Compassionate Curiosity ®

For this scenario, we are going to default to the Compassionate Curiosity® Framework. Typically, the first step is to acknowledge and validate emotions. However, when the other person denies their emotional state, a slight adjustment in approach is necessary.

Instead of trying to empathize directly with their emotions, shift your focus towards understanding their perspectives. By identifying the root cause of their emotional response, you can still navigate the conversation with empathy and promote emotional regulation. Let’s consider a practical example:

Imagine you are collaborating on a project with a colleague who has been struggling to complete their assigned tasks. Concerned about their progress, you decide to check in with them. However, upon your inquiry, they immediately become defensive and hostile. At this point, it becomes clear that they are not comfortable discussing their emotions and are solely focused on completing the project.

In response, you can acknowledge their emotional state by saying something like, "I can tell that this situation has been really frustrating for you. Can you tell me a little bit more about what's been going on?" However, it is likely they will reject the notion of discussing their feelings, potentially even expressing a desire to solely focus on the project and avoid emotional conversations. Pushing further may lead to increased frustration or even a sense of disrespect.

To adapt your approach, explicitly acknowledge their preference not to delve into emotions and shift the conversation towards their perspective on the project. For instance, you can say, "Okay, I understand that you'd rather not discuss emotions and prefer to concentrate on the project. I respect that. Please share your thoughts and insights on the project." By acknowledging their desire to avoid emotional discussion, you demonstrate your respect for their boundaries.

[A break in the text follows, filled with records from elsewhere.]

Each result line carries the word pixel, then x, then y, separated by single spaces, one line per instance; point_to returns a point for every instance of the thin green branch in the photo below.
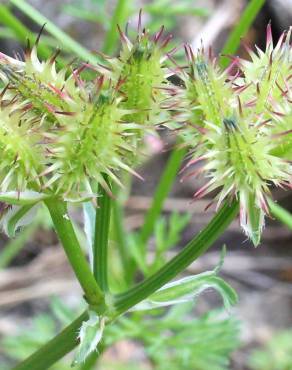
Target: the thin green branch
pixel 281 214
pixel 65 231
pixel 240 30
pixel 162 191
pixel 55 349
pixel 55 31
pixel 101 234
pixel 64 342
pixel 190 253
pixel 15 245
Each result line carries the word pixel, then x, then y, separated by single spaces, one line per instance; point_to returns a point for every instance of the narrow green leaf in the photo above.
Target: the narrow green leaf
pixel 16 217
pixel 186 289
pixel 90 335
pixel 22 198
pixel 65 40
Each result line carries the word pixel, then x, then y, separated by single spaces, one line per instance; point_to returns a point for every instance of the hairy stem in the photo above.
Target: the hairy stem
pixel 281 214
pixel 55 349
pixel 66 234
pixel 101 234
pixel 190 253
pixel 65 341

As they explain their perspective, listen attentively, and summarize their thoughts to ensure understanding. Empathize with their viewpoint, showing that you genuinely comprehend their position. By adopting this approach, you are still utilizing the principles of Compassionate Curiosity® but directing your focus towards their perspectives rather than their emotions. This shift maintains the calming effect of Compassionate Curiosity® and promotes emotional stability, facilitating a more productive conversation for both parties involved.


When it comes to the difficult conversations in our lives, try to remember that the only thing you can control is yourself. Negotiating with someone who poor emotional regulation skills can be extremely challenging. This obstacle is only magnified by their resistance to working through the emotions in a productive way.

Regain control by shifting your perspective to one that is curious about theirs. Respect boundaries and ground yourself in the values you hope to bring to each engagement. This approach will allow for a more productive dialogue while also enhancing the potential for uncovering an effective solution.